メキシコの為替トレーダーの間で出回る、奇抜なアイデアがある。実際は冗談のたぐいだ。だが、納得いく部分も確かにある。

  それはこんな感じだ。メキシコ・ペソ防衛に貴重な外貨準備を使うのではなく、政府はツイッターを買収し、すぐさま閉鎖してしまえ、というものだ。

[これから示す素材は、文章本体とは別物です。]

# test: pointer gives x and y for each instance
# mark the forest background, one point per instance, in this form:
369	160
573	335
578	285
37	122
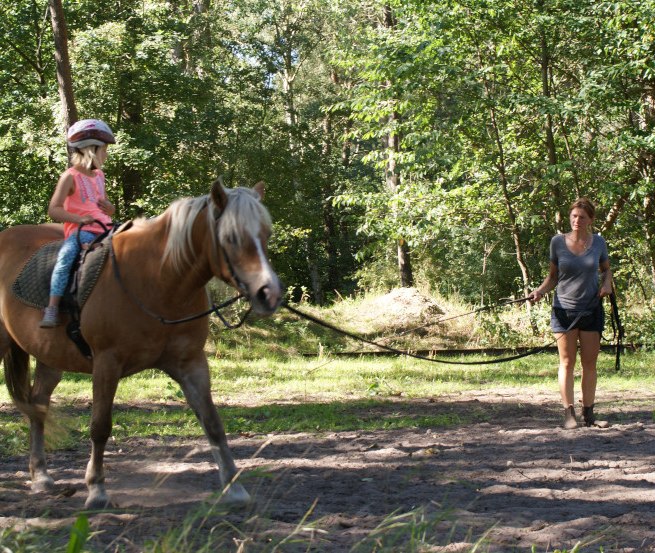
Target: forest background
435	143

  ツイッターの時価総額はおよそ120億ドル(約1兆3710億円)。メキシコ中銀がペソ防衛ですでに20億ドル費やしたと明らかにした後、このアイデアが今週に入って広まった。トランプ次期米大統領が執拗(しつよう)にツイッターで攻撃するメキシコでは、中銀による市場介入のかいもむなしく、ペソは回復していない。

  

  メキシコ市を拠点とするバノルテIxeの外為ストラテジスト、フアン・カルロス氏は「早く実行したほうがよい」と、冗談交じりに語る。「今なら辛うじて可能だからだ」と続けた。

  これが本当に実現するとは誰も考えてはおらず、実現しても効果があるとは想像しがたい
。それでもこのアイデアは、トランプ氏が思いつくまま書いたとも見える140字程度のメッセージに、国の経済や貯蓄の価値が翻弄(ほんろう)されるメキシコ人の不満がどれほど鬱積(うっせき)しているか表していると言えそうだ。